Rückweg über den Cabezo de los Chiquerillos
Zurück geht es zunächst auf dem bekannten Weg entlang des GR 132. Rund 500 Meter nach der Ermita de Coromoto biegt man links auf einen breiten Fahrweg ab, der in einem Bogen um den 777 m hohen Cabezo de los Chiquerillos herum führt – ein Wegabschnitt mit ganz neuen Perspektiven auf das Tal von Vallehermoso. An der Ermita de Santa Clara laufen die Wege wieder zusammen.
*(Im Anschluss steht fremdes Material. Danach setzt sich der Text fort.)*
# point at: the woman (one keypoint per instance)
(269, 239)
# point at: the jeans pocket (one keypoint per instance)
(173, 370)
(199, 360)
Nach etwa 1,5 km biegt man links auf den Camino de Epina a Santa Clara ab, der durch Fayal-Brezal-Vegetation bergauf zur Funkstation von Vallehermoso führt. Dort trifft er auf den GR 132, der von Vallehermoso zu den Chorros de Epina zurückführt – und schließt so die Runde zum Ausgangspunkt.
Hinweise + Tipps
Anreise
Ausgangs- und Endpunkt der Rundwanderung ist der Parkplatz an den Chorros de Epina nahe dem Restaurante Los Chorros de Epina an der GM-1, im Norden La Gomeras unweit des Dorfes Epina.
Tipps
- Beste Wanderzeit ist Oktober bis April, am besten am Morgen – nachmittags bilden sich häufig Wolken über der Cumbre.
- Verpflegung selbst mitbringen: Auf der gesamten 21 km langen Strecke gibt es keinerlei Einkehrmöglichkeiten – keine Bars, Restaurants oder Wasserquellen. Start und Ziel liegen zwar am Restaurant der Chorros de Epina, unterwegs ist man aber komplett auf sich allein gestellt. Ausreichend Trinkwasser und Proviant für die gesamte Strecke sind unverzichtbar.
- Trittsicherheit und Schwindelfreiheit sind auf dieser Tour Voraussetzung – besonders an den mit Holzgeländern gesicherten, aber teils sehr steilen Passagen über der Schlucht von San Juan und an den Abrisskanten der Erosionsflächen.
- An der Ermita de Santa Clara und dem Mirador Punta de Alcalá lohnen sich längere Pausen – beide Orte laden mit Bänken und Tischen zum Verweilen ein.
- Bei klarer Sicht reicht der Blick vom Bergrücken bis nach Teneriffa mit dem Teide, mitunter sogar bis La Palma – ein zusätzlicher Grund für einen möglichst wolkenlosen Tag.
- Aufgrund der Länge und der Höhenmeter früh starten und genug Zeitpuffer einplanen.